Recent developments affecting Employee Share Schemes

October 12, 2022


The Growth Plan 2022 announced by the Chancellor of the Exchequer includes some changes to the employee share schemes, a summary of which is set out below.

Company Share Option Plan (CSOP)

Perhaps the most significant change announced in the Growth Plan 2022 affects CSOPs. In particular, the individual limit is being increased from £30,000 to £60,000 and the share class requirement rules are being relaxed. These changes will take effect for options granted from 6 April 2023.

CSOP is a tax-advantaged discretionary share option plan by which an independent company (including a company controlled by an employee ownership trust), irrespective of size or type of business can provide equity incentives to their employees. In normal circumstances, no income tax or NIC liability arises if the CSOP options are exercised after a period of three years from the date of grant. Such tax advantages also apply if CSOP options are exercised earlier, in certain special circumstances.

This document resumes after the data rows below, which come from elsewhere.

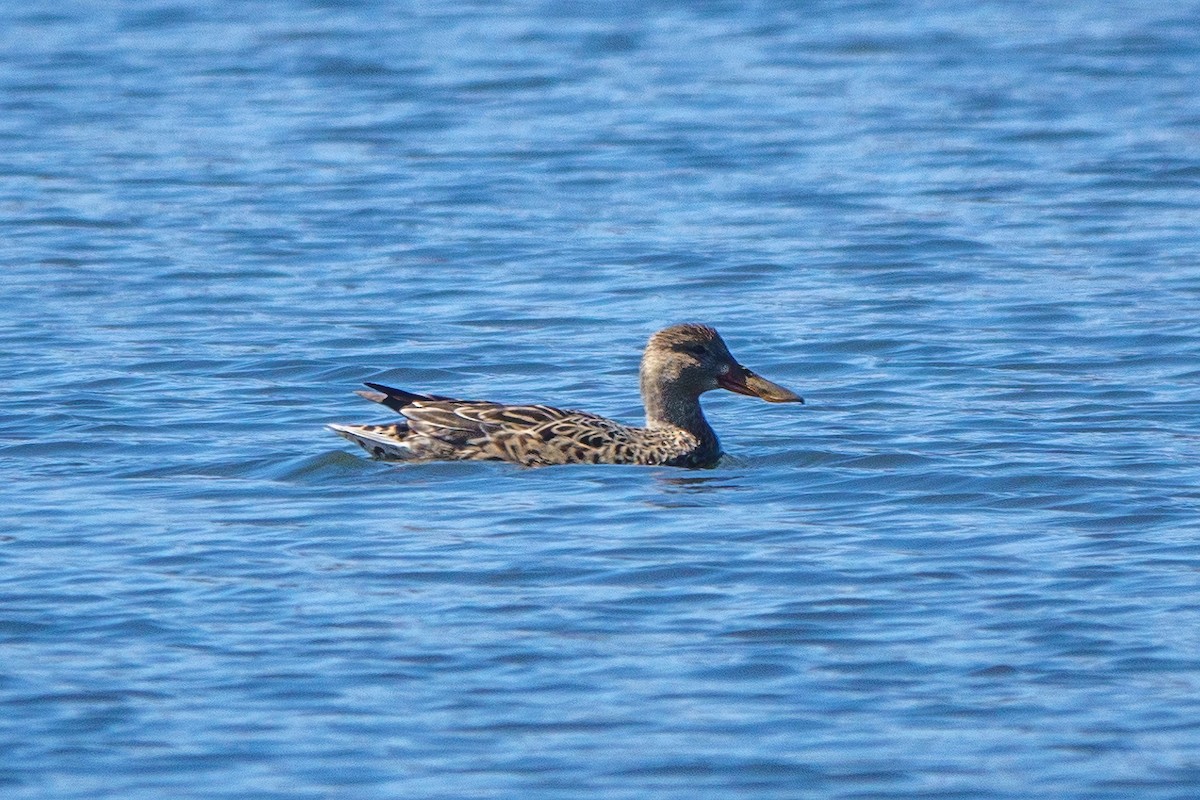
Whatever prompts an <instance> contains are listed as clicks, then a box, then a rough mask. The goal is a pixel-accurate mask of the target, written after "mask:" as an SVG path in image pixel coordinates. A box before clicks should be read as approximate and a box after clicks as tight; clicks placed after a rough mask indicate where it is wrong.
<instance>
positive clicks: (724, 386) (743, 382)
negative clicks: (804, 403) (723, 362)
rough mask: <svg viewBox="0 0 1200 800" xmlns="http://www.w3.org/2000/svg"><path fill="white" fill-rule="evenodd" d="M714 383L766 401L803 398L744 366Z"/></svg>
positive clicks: (724, 388)
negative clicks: (767, 379)
mask: <svg viewBox="0 0 1200 800" xmlns="http://www.w3.org/2000/svg"><path fill="white" fill-rule="evenodd" d="M716 383H718V384H719V385H720V387H721V389H726V390H728V391H731V392H737V393H738V395H749V396H750V397H760V398H762V399H764V401H767V402H768V403H803V402H804V398H803V397H800V396H799V395H797V393H796V392H793V391H791V390H790V389H784V387H782V386H780V385H779V384H773V383H770V381H769V380H767V379H766V378H761V377H760V375H756V374H755V373H752V372H750V371H749V369H746V368H745V367H742V369H740V371H738V369H731V371H730V372H727V373H726V374H724V375H721V377H719V378H718V379H716Z"/></svg>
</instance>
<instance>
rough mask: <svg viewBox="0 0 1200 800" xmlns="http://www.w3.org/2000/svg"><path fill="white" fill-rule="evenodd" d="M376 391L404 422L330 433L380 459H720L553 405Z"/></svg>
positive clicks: (594, 461)
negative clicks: (522, 404)
mask: <svg viewBox="0 0 1200 800" xmlns="http://www.w3.org/2000/svg"><path fill="white" fill-rule="evenodd" d="M371 386H372V389H377V390H380V395H373V393H367V395H366V396H367V397H368V398H370V399H373V401H376V402H378V403H382V404H384V405H388V407H389V408H392V409H394V410H396V411H398V413H400V414H402V415H403V416H404V422H398V423H394V425H359V426H349V425H344V426H343V425H338V426H331V427H332V428H334V431H336V432H337V433H340V434H341V435H343V437H346V438H347V439H350V440H352V441H355V443H356V444H359V445H360V446H362V447H364V449H365V450H367V451H368V452H371V453H372V455H374V456H376V457H377V458H385V459H392V461H506V462H512V463H516V464H522V465H526V467H546V465H551V464H668V465H674V467H703V465H708V464H709V463H715V461H716V458H718V457H719V456H720V451H719V449H718V447H716V443H715V440H714V441H713V443H712V444H710V445H709V444H708V443H703V441H701V440H700V439H697V438H696V437H695V435H692V434H690V433H688V432H686V431H682V429H678V428H668V429H660V428H637V427H631V426H625V425H622V423H619V422H617V421H614V420H610V419H607V417H602V416H598V415H595V414H587V413H584V411H572V410H565V409H558V408H552V407H550V405H506V404H503V403H491V402H485V401H456V399H450V398H445V397H434V396H427V395H413V393H412V392H404V391H402V390H391V389H390V387H386V386H379V385H377V384H372V385H371Z"/></svg>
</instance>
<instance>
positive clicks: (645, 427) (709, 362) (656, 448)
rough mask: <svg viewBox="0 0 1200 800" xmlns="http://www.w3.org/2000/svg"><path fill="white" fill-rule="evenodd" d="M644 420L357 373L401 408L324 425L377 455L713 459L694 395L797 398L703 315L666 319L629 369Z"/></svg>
mask: <svg viewBox="0 0 1200 800" xmlns="http://www.w3.org/2000/svg"><path fill="white" fill-rule="evenodd" d="M638 378H640V385H641V393H642V403H643V405H644V407H646V425H644V426H642V427H637V426H630V425H623V423H620V422H617V421H616V420H610V419H607V417H604V416H599V415H595V414H589V413H586V411H574V410H566V409H559V408H553V407H550V405H510V404H505V403H493V402H488V401H468V399H456V398H452V397H443V396H439V395H420V393H416V392H410V391H406V390H402V389H394V387H391V386H384V385H383V384H377V383H365V385H366V386H367V387H368V389H370V391H359V392H356V393H358V395H360V396H361V397H364V398H366V399H368V401H371V402H374V403H379V404H380V405H384V407H385V408H389V409H391V410H394V411H397V413H400V414H401V415H402V416H403V417H404V419H403V421H401V422H392V423H388V425H341V423H336V425H330V426H329V428H330V429H331V431H332V432H335V433H337V434H338V435H341V437H344V438H346V439H349V440H350V441H353V443H355V444H358V445H359V446H361V447H362V449H364V450H366V451H367V452H368V453H371V455H372V456H373V457H374V458H378V459H382V461H401V462H431V461H502V462H510V463H514V464H520V465H522V467H547V465H553V464H643V465H661V467H683V468H712V467H715V465H716V462H718V461H719V459H720V457H721V455H722V453H721V444H720V441H719V440H718V438H716V433H715V432H714V431H713V427H712V426H710V425H709V423H708V420H706V419H704V413H703V410H702V409H701V405H700V396H701V395H703V393H704V392H709V391H714V390H718V389H721V390H725V391H730V392H734V393H737V395H746V396H749V397H757V398H760V399H763V401H766V402H768V403H804V399H803V398H802V397H800V396H799V395H797V393H796V392H793V391H791V390H788V389H785V387H784V386H780V385H779V384H774V383H772V381H769V380H767V379H766V378H762V377H760V375H758V374H756V373H754V372H751V371H750V369H748V368H746V367H744V366H742V365H740V363H738V361H737V360H736V359H734V357H733V355H731V354H730V349H728V347H727V345H726V344H725V341H724V339H722V338H721V336H720V333H718V332H716V330H715V329H713V327H712V326H709V325H703V324H698V323H685V324H680V325H671V326H670V327H665V329H662V330H660V331H658V332H656V333H654V335H653V336H650V338H649V341H648V342H647V344H646V349H644V351H643V354H642V363H641V368H640V371H638Z"/></svg>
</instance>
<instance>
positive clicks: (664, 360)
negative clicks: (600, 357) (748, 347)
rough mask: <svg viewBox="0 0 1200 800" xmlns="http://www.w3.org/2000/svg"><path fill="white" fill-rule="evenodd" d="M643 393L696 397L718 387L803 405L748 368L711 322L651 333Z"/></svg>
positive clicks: (643, 361)
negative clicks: (735, 354)
mask: <svg viewBox="0 0 1200 800" xmlns="http://www.w3.org/2000/svg"><path fill="white" fill-rule="evenodd" d="M641 381H642V396H643V397H647V398H648V397H649V396H652V395H654V393H658V395H662V393H666V392H671V393H676V395H678V396H684V397H691V398H696V397H700V396H701V395H702V393H704V392H708V391H713V390H714V389H725V390H727V391H731V392H737V393H738V395H749V396H750V397H760V398H762V399H764V401H767V402H768V403H803V402H804V399H803V398H802V397H800V396H799V395H797V393H796V392H792V391H790V390H787V389H784V387H782V386H780V385H779V384H773V383H772V381H769V380H767V379H766V378H761V377H760V375H757V374H755V373H754V372H751V371H749V369H746V368H745V367H743V366H742V365H740V363H738V362H737V360H736V359H734V357H733V356H732V355H731V354H730V348H728V347H726V344H725V341H724V339H721V336H720V333H718V332H716V331H715V330H713V329H712V327H709V326H708V325H698V324H695V323H689V324H685V325H672V326H671V327H664V329H662V330H661V331H659V332H658V333H655V335H654V336H652V337H650V341H649V342H648V343H647V345H646V353H644V354H643V355H642V369H641Z"/></svg>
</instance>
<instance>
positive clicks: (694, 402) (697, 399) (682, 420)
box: [642, 375, 716, 441]
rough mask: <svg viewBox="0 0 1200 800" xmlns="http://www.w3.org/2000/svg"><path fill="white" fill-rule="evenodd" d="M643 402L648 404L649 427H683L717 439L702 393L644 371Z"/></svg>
mask: <svg viewBox="0 0 1200 800" xmlns="http://www.w3.org/2000/svg"><path fill="white" fill-rule="evenodd" d="M642 402H643V403H644V404H646V427H648V428H662V427H674V428H683V429H684V431H686V432H689V433H691V434H695V435H696V437H697V438H698V439H700V440H701V441H709V440H712V441H716V434H715V433H714V432H713V428H712V426H710V425H708V420H706V419H704V411H703V410H701V408H700V397H698V396H696V395H691V393H683V392H679V390H678V387H677V386H672V385H670V384H668V383H667V381H660V380H654V378H653V377H650V375H643V377H642Z"/></svg>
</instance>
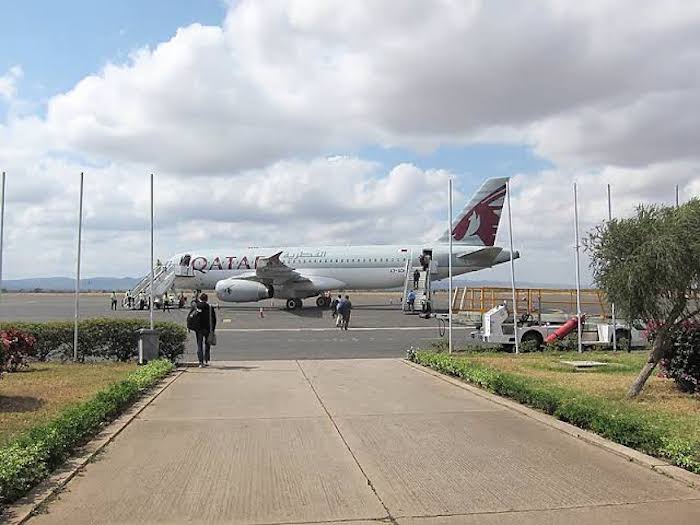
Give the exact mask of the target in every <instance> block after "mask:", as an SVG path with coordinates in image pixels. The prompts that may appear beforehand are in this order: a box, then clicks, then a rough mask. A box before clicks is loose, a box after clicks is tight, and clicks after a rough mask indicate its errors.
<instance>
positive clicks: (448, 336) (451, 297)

Currently, an employee can hold CSOP options over a maximum of £30,000 worth of shares. Moreover, CSOP options can be granted over a class of shares that consists of the majority of the issued shares which are either (i) ‘open market shares’ i.e. held by non-employees, or (ii) ‘employee-control shares i.e. held by employees.

The Growth Plan 2022 (further announced in the Employment Related Securities Bulletin 45 published on 23 September 2022) increases the individual limit of CSOP options from £30,000 to £60,000 and will remove the share class requirement.

Income Tax rate *updated 17th October 2022

The current basic rate of income tax is 20%. The government had in the previous budget announced that the basic rate would be cut by 1% from April 2024. The Growth Plan has announced that the 19% basic rate tax will take effect a year earlier, from April 2023. *Please note that the Chancellor announced on the 17th October 2022 that the current basic rate of income tax will continue to be 20% indefinitely.

National Insurance Contributions (NICs)

The increase of the NICs contributions by 1.25% which came into effect from April 2023 will revert back to pre-April 2023 rates from 6 November 2022 NICs. Accordingly, the Health and Social Care Levy will not come into effect from 6 April 2023. The thresholds that were increased earlier in the year will be maintained.

Our Comments

The government has made some welcome changes to the CSOP rules. These changes should not only be beneficial for employees in the listed and AIM companies arena but also to those in the private company sector. By increasing the individual limit, employees would be able to enjoy the tax advantages associated with CSOP option over a larger number of shares which in turn would aid in the retention and motivation of staff. The relaxation of the share class rules would enable private companies who do not qualify for the grant of EMI options or who have exceeded the £3 million EMI limit to provide incentives to employees over the economic growth of the company while the existing shareholders maintain the control. However, these changes will still not benefit employees of companies with a majority VC or private equity backing.